Ora, cosa accade? Accade che il Ponte sullo Stretto di Messina, opera attesa e indispensabile come il pane, e della quale si discute da oltre 50 anni (tenete a mente questo numero perché ci torneremo), è sempre più concreto. Anzi, di più: è legge. Dunque, salvo imprevisti, si farà. I soldi, checché se ne dica, ci sono pure. E quindi cosa manca? Ah sì: manca il fatto che, visto che a farlo è la destra, questo ponte per alcuni non s’ha da fare.

Don Ciotti e il Ponte

Succede poi che don Ciotti, quello di Libera, quello antimafia, se ne esce con una frase inutile, infelice e inconfutabilmente razzista: “il Ponte sullo Stretto non unirà due coste ma due cosche“, e scoppia il putiferio. Giustamente. Ma puoi mai dare dei mafiosi a tutti coloro che popolano Calabria e Sicilia e pensare di cavartela solo perché sei un prete impegnato nel sociale? No, assolutamente. Perché questo, ovvero pensare che don Ciotti non si possa criticare, è un chiaro, esplicito e ben definito metodo mafioso. Della serie “tu non sai chi sono io“, che in questo caso è diventato un “tu non sai chi è lui“, visto che il sacerdote alle critiche di Salvini, che lo ha definito un “un signore in tonaca che dice parole ignoranti e volgari“, nemmeno ha risposto. Hanno replicato però altri, dimostrando così due cose. La prima è che chi si riempie la bocca di termini come ‘antimafia‘ è il primo poi ad applicare i metodi mafiosi. Il secondo è che il metodo fascista (privare gli altri della libertà di pensiero e di parola), o se vogliamo usare un termine meno inflazionato, possiamo definirlo dispotico, lo applica chi invoca il fascismo puntando il dito verso gli altri.

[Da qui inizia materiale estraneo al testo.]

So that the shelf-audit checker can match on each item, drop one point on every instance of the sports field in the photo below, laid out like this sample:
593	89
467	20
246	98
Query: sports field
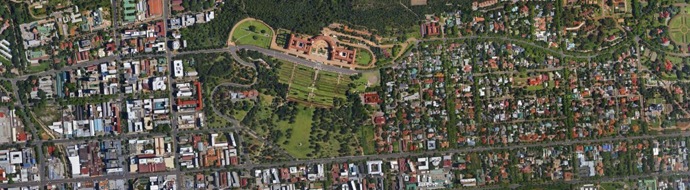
252	32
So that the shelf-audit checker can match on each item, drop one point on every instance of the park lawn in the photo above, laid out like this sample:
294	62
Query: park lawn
535	87
298	144
39	68
611	186
669	76
396	146
363	57
362	82
330	148
217	121
285	72
240	114
366	139
243	36
5	61
675	60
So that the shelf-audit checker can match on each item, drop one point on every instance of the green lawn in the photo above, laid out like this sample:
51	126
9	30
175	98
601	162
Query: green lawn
261	36
535	87
611	186
217	121
363	58
240	114
680	28
298	144
5	61
39	68
326	87
361	83
366	139
675	60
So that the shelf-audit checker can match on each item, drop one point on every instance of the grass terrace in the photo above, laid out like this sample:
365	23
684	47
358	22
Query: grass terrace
253	32
309	87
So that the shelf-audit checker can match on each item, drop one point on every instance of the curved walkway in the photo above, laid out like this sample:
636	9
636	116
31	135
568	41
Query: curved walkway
237	123
232	31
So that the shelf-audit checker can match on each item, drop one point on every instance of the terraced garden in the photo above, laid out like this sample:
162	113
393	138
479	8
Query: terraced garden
313	87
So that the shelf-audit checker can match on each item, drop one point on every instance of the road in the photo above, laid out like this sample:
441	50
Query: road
277	54
367	157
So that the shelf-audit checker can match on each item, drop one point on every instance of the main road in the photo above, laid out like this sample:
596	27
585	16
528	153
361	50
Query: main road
361	158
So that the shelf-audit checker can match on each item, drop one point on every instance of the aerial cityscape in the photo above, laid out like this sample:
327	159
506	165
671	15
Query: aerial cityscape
344	94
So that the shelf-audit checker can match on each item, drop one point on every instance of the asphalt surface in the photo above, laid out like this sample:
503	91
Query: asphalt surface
371	157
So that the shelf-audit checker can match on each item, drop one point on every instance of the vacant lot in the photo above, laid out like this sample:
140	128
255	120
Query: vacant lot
252	32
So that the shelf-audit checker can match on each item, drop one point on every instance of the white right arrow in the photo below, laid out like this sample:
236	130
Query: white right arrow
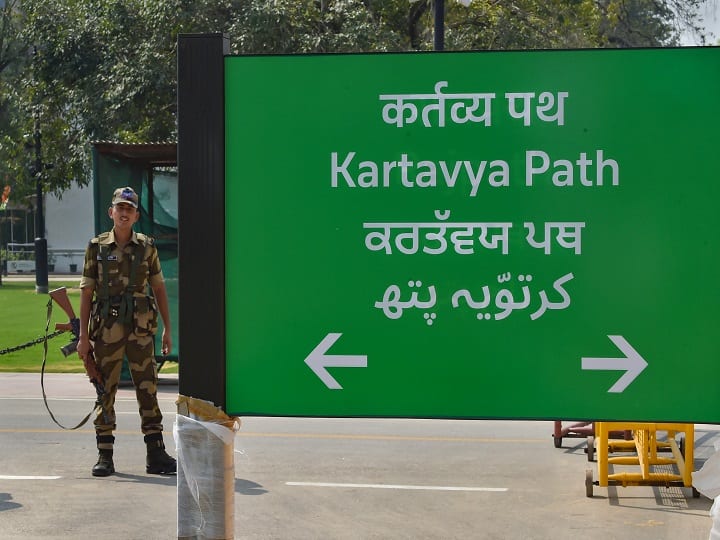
633	364
317	360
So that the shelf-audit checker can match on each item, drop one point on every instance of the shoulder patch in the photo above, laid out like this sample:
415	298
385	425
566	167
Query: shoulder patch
145	239
100	237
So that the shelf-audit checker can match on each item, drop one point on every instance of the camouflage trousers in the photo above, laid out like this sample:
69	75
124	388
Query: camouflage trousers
111	346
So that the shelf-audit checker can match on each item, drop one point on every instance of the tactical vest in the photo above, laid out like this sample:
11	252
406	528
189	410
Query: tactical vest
115	300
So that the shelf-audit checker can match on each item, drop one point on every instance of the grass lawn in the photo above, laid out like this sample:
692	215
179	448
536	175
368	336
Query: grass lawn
23	314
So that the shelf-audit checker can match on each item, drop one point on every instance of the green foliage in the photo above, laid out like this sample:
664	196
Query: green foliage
23	320
90	70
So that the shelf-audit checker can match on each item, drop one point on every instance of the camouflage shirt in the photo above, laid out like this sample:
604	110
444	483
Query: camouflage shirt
119	264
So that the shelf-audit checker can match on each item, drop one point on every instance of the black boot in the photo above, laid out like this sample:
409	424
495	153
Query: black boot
158	460
104	466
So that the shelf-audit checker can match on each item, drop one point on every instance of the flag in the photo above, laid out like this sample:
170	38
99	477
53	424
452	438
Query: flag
5	198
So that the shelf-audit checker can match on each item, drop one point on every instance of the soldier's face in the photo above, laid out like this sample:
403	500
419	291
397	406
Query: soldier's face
123	215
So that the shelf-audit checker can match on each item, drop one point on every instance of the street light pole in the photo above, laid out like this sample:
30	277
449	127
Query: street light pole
439	32
41	277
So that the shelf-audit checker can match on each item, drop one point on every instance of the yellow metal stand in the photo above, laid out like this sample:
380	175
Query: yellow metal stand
646	447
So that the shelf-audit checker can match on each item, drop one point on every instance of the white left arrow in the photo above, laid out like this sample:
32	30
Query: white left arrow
318	361
633	364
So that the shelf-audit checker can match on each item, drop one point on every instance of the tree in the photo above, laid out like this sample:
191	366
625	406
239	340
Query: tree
106	69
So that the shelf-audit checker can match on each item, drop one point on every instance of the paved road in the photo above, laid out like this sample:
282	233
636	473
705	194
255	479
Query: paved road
326	478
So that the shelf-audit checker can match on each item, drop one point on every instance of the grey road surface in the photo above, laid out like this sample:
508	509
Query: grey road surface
326	478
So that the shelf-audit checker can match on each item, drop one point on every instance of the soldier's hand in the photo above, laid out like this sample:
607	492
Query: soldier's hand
166	342
83	347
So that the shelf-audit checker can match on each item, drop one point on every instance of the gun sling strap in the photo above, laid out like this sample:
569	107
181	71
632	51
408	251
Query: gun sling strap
98	402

Il circolo Pd di Villa San Giovanni e quell’incomprensibile volontà di restare nel pieno sottosviluppo

Questa mattina, puntuale, il Pd di Villa San Giovanni ha diffuso una nota stampa che definire da cavernicoli, come è nostra abitudine con i No Ponte, diventa davvero un eufemismo. Scrivono: “al ministro leghista non è piaciuto che il sacerdote fondatore del Gruppo Abele e di “Libera” abbia ricordato – a Bovalino – i rischi di infiltrazione mafiosa legati alla realizzazione della Grande Opera […] La questione, in sintesi, non è semplicemente “Ponte si o Ponte no”, non è solo in gioco l’ambiente, la tutela del territorio, la fattibilità e l’utilità dell’Opera (questioni di certo non minimali). Sono in gioco anche la sicurezza degli appalti, la gestione oculata delle risorse pubbliche, gli appetiti del malaffare, il rischio di scatenare – con più di 15 miliardi in ballo per un solo progetto faraonico – gli interessi economici malsani tra le due sponde“.

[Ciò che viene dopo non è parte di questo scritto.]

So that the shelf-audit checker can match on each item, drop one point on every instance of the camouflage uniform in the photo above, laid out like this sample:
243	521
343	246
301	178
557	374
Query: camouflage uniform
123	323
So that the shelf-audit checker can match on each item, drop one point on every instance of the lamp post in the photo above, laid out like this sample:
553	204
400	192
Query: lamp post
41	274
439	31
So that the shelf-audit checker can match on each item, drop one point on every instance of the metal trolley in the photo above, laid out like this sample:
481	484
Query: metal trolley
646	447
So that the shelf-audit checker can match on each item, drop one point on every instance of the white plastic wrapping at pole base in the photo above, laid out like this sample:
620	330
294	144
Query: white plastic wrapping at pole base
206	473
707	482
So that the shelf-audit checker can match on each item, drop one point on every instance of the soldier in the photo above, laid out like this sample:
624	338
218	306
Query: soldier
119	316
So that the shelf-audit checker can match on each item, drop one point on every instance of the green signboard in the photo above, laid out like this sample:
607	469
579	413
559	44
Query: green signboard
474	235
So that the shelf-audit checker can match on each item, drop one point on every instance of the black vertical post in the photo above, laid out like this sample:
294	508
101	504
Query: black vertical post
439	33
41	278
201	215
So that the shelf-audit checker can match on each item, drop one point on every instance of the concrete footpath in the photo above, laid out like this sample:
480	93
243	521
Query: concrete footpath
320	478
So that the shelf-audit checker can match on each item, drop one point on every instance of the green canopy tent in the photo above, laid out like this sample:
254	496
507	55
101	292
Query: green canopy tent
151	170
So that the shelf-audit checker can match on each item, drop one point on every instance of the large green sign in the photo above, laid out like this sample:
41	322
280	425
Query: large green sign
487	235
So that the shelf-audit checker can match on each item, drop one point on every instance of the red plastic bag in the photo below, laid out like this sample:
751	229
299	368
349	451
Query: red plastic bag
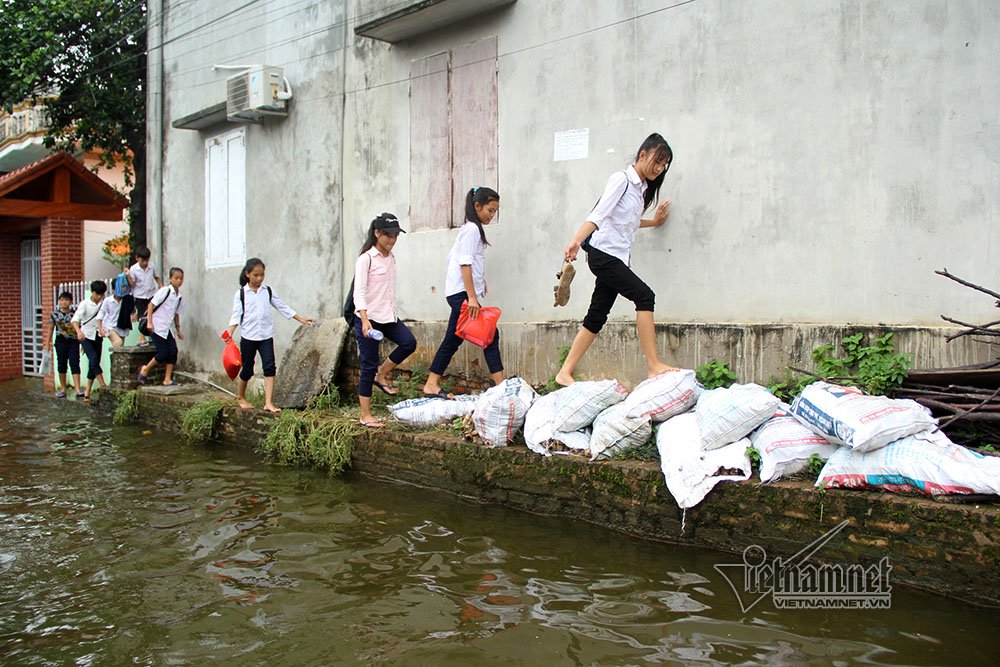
232	360
480	331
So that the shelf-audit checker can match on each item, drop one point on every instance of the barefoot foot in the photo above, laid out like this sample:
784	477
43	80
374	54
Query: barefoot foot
564	379
660	369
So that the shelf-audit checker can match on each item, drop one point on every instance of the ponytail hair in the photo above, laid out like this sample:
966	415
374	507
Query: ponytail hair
657	145
481	196
369	240
251	264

Dunque, fateci capire: davvero state dicendo che non volete il ponte per i presunti rischi di infiltrazioni mafiose? E allora a questo punto spopoliamoli tutti, i nostri territori, e fuggiamo altrove, perché secondo questo principio nulla è lecito, nulla si può fare per lo sviluppo e tutto diventa rischioso. Un po’ come dire: non faccio uscire mio figlio da casa perché fuori corre troppi rischi. E così il figlio cresce in un ambiente ristretto, chiuso, fermo. E pur crescendo fisicamente è sicuro che a livello cognitivo, da grande, avrà seri problemi, anche comportamentali.

Il dibattito eterno

Ma non finisce qui. Perché come se non bastasse i No Tutto hanno anche il coraggio di parlare, ancora, di dibattito pubblico. Cioè, per capirci, vogliono ancora stare a discutere se il ponte va fatto o no. E lo vogliono fare ora, dopo 50 anni di fiumi di parole, quando c’è una legge approvata anche dal Capo dello Stato.

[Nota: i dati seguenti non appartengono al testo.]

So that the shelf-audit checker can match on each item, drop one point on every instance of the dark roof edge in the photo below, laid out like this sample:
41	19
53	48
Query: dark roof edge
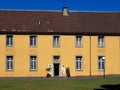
64	33
58	11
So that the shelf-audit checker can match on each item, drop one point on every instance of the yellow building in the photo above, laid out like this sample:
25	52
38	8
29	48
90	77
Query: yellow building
86	42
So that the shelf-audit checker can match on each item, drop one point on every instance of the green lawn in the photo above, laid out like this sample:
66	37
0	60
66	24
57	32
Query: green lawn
79	84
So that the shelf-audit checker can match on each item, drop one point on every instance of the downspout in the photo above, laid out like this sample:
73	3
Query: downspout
90	54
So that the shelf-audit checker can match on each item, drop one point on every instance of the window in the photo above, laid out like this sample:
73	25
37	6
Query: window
101	41
33	40
101	62
79	63
56	58
9	40
33	62
9	63
56	41
79	41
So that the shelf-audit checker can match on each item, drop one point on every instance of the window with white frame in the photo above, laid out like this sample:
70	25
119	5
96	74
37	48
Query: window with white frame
101	41
101	62
9	40
33	62
79	63
33	40
9	63
56	41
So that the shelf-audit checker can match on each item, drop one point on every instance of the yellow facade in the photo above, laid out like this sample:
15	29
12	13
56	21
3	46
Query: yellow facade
67	51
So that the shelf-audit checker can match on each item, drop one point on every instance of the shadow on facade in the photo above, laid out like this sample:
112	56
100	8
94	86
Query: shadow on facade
109	87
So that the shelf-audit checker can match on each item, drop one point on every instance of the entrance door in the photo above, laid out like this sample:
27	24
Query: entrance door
56	69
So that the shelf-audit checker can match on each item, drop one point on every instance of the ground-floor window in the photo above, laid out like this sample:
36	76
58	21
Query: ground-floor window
101	62
9	63
79	63
33	62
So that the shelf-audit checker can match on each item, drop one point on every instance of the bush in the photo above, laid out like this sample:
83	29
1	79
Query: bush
68	72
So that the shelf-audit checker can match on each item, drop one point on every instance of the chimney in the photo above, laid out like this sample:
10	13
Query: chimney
65	11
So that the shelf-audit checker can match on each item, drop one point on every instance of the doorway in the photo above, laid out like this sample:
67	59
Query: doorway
56	69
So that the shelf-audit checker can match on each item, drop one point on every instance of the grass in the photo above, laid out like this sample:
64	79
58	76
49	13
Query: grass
79	84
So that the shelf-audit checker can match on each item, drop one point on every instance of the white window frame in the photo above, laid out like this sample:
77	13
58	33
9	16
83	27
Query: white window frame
101	63
79	41
33	40
56	40
79	62
9	63
9	40
101	41
33	61
56	59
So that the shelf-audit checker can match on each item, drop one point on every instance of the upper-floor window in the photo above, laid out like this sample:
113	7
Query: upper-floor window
9	40
56	41
79	63
101	41
33	62
79	41
33	40
101	62
56	58
9	63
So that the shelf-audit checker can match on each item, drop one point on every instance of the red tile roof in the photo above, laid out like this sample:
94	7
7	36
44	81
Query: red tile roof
55	22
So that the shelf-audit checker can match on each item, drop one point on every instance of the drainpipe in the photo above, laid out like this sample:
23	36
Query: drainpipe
90	54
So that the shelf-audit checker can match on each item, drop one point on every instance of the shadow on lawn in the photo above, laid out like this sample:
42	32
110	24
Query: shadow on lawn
109	87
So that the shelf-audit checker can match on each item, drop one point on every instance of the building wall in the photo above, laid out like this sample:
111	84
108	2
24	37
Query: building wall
67	52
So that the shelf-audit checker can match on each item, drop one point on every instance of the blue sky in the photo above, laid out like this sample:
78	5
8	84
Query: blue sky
79	5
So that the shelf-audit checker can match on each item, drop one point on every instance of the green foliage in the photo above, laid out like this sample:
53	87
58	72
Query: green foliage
48	69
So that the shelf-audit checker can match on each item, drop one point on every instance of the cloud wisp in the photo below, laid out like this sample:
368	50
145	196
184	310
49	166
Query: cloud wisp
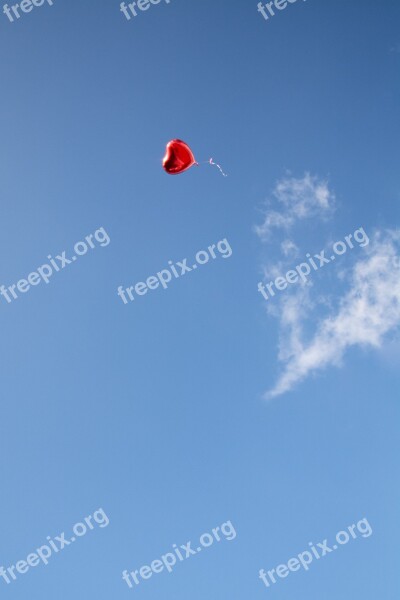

La Città deve essere informata su tutto – scrivono -, anche sui rischi che incombono sui prossimi espropri, sulle demolizioni, sulla movimentazione terra, sulla realizzazione delle strade di cantiere, sull’utilizzo delle aree per i mezzi e i materiali. E’ il tempo, quindi, di mettere tutto in fila, con ordine, di enumerare pro e contro, di ampliare il più possibile il dibattito per informare compiutamente la Cittadinanza, anche attraverso il metodo di più incontri tematici sui singoli temi“. Si resta senza parole a leggere queste considerazioni, dalle quali emerge l’ultimo dei tre punti di cui abbiamo parlato all’inizio: l’incapacità. L’incapacità di comprendere cosa va fatto e come va fatto. E gli incapaci, beninteso, sono i No Tutto. Molti dei quali, ahinoi, ci amministrano pure.